Selection of useful items for fall risk screening for community dwelling Japanese elderly from the perspective of fall experience, physical function, and age level differences.

机构信息

Graduate School of Natural Science and Technology, Kakuma, Kanazawa, Ishikawa 920-1192, Japan.

出版信息

Arch Gerontol Geriatr. 2011 Sep-Oct;53(2):123-30. doi: 10.1016/j.archger.2010.11.012. Epub 2010 Dec 4.

Abstract

This study aimed to examine useful items for screening the fall risk of community dwelling elderly from various perspectives, including fall experience, physical function level, and age level difference. 968 independently living elderly persons over the age of 60 (age: 70.0 ± 7.0) responded to 80 fall risk items representing 7 factors (physical function, fall history, using devices, fear of falling and inactivity, dosing, disease and disability, and environment) and an ADL questionnaire. The high fall risk response rate was calculated for each item and tested for statistical significance among age groups and those with and without fall experience.
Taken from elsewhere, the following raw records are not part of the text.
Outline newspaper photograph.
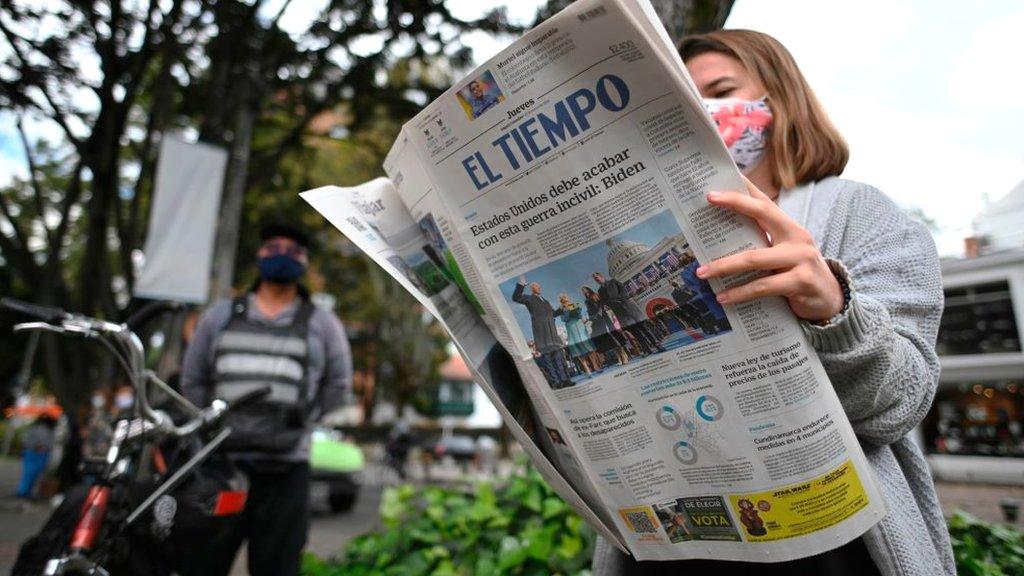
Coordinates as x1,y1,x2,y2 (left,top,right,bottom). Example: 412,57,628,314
303,0,887,562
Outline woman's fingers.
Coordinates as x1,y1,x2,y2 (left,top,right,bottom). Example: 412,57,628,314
708,184,805,243
696,244,807,279
718,272,798,304
739,174,771,202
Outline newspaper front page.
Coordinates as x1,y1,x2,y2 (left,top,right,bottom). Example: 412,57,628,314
303,0,886,562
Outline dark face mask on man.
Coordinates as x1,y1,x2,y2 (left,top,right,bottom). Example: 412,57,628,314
259,254,306,284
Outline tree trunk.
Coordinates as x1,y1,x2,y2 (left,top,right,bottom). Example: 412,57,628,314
210,82,258,300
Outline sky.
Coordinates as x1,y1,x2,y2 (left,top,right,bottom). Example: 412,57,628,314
0,0,1024,255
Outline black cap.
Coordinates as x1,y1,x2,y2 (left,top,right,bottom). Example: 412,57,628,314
259,223,310,249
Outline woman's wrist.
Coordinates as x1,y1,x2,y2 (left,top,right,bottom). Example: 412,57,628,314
806,258,853,328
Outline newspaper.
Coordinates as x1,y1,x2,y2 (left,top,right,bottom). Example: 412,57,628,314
302,0,886,562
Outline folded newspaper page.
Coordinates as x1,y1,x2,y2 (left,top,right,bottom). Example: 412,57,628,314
302,0,886,562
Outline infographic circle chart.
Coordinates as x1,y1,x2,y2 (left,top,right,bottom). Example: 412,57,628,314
656,406,683,430
672,440,697,465
696,395,725,422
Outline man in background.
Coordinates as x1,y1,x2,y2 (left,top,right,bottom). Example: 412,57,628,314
181,225,352,576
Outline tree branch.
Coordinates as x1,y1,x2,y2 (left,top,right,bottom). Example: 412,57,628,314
16,119,53,242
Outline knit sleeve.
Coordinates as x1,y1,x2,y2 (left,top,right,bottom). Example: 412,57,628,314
805,187,942,445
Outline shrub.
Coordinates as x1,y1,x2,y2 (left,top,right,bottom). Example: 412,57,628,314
302,469,596,576
949,510,1024,576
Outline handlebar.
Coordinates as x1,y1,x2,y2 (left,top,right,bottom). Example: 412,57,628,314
0,297,71,322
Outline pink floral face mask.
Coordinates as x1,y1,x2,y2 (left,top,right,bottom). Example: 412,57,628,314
703,96,772,174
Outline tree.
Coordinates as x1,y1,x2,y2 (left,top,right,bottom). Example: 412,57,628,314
0,0,514,407
535,0,735,42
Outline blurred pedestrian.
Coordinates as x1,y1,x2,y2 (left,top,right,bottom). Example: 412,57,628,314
16,414,56,498
181,225,352,576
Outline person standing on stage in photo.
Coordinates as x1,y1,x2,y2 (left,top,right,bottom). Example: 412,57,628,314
558,294,601,374
592,272,665,356
181,224,352,576
512,276,572,388
593,30,956,576
580,286,630,366
669,280,718,334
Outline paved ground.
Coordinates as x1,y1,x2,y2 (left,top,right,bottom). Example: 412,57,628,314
6,453,1024,576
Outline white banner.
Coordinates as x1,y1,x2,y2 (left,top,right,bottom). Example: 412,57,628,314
135,135,227,304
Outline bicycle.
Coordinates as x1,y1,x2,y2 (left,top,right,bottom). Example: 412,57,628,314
0,298,270,576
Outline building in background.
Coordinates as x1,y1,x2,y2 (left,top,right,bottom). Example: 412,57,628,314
921,178,1024,485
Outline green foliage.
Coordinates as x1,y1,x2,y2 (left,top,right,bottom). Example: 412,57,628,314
949,510,1024,576
302,469,596,576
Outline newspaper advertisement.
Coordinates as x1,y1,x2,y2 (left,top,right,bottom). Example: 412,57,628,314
303,0,886,562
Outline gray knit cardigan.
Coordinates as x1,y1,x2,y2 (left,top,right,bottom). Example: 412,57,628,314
593,178,956,576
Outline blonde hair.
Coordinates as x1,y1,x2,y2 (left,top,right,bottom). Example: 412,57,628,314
679,30,850,188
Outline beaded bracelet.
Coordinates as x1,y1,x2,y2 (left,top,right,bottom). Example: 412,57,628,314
812,262,852,327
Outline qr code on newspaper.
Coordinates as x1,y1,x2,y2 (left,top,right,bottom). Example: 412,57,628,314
618,506,658,534
579,6,608,22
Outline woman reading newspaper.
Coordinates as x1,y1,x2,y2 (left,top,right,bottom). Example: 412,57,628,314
594,30,955,576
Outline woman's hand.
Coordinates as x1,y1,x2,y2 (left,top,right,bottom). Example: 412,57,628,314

Cramer's V was calculated to examine the relationship between each item and the ADL. In addition, we selected items with significant differences in the high fall risk response rates between the faller and the non-faller groups, a significant relationship with ADL, and a significant difference among age groups. A total of 40 useful items were selected from each fall risk factor (decrease in physical function: 21 items, fall history: 2 items, device usage: 3 items, fear of falling and inactivity: 5 items, dosing: 0 items, disease and disability: 8 items, and environment: 1 item). Selected items can comprehensively and properly assess the fall risk of the healthy elderly as compared with existing questionnaires.

摘要

本研究旨在从各种角度(包括跌倒经历、身体机能水平和年龄差异)探讨用于筛选社区居住老年人跌倒风险的有用项目。968 名 60 岁以上(年龄:70.0 ± 7.0)、独立生活的老年人对代表 7 个因素(身体机能、跌倒史、使用器械、跌倒恐惧和不活动、用药、疾病和残疾、环境)和 ADL 问卷的 80 个跌倒风险项目做出了回应。计算了每个项目的高跌倒风险反应率,并在年龄组之间以及有和无跌倒经历的人群中对其进行了统计学意义检验。计算了 Cramer's V 以检验每个项目与 ADL 的关系。此外,我们选择了在跌倒者和非跌倒者组之间高跌倒风险反应率存在显著差异、与 ADL 有显著关系且在年龄组之间存在显著差异的项目。每个跌倒风险因素(身体机能下降:21 项、跌倒史:2 项、器械使用:3 项、跌倒恐惧和不活动:5 项、用药:0 项、疾病和残疾:8 项、环境:1 项)均选择了 40 个有用项目。与现有问卷相比,所选项目可以全面、恰当地评估健康老年人的跌倒风险。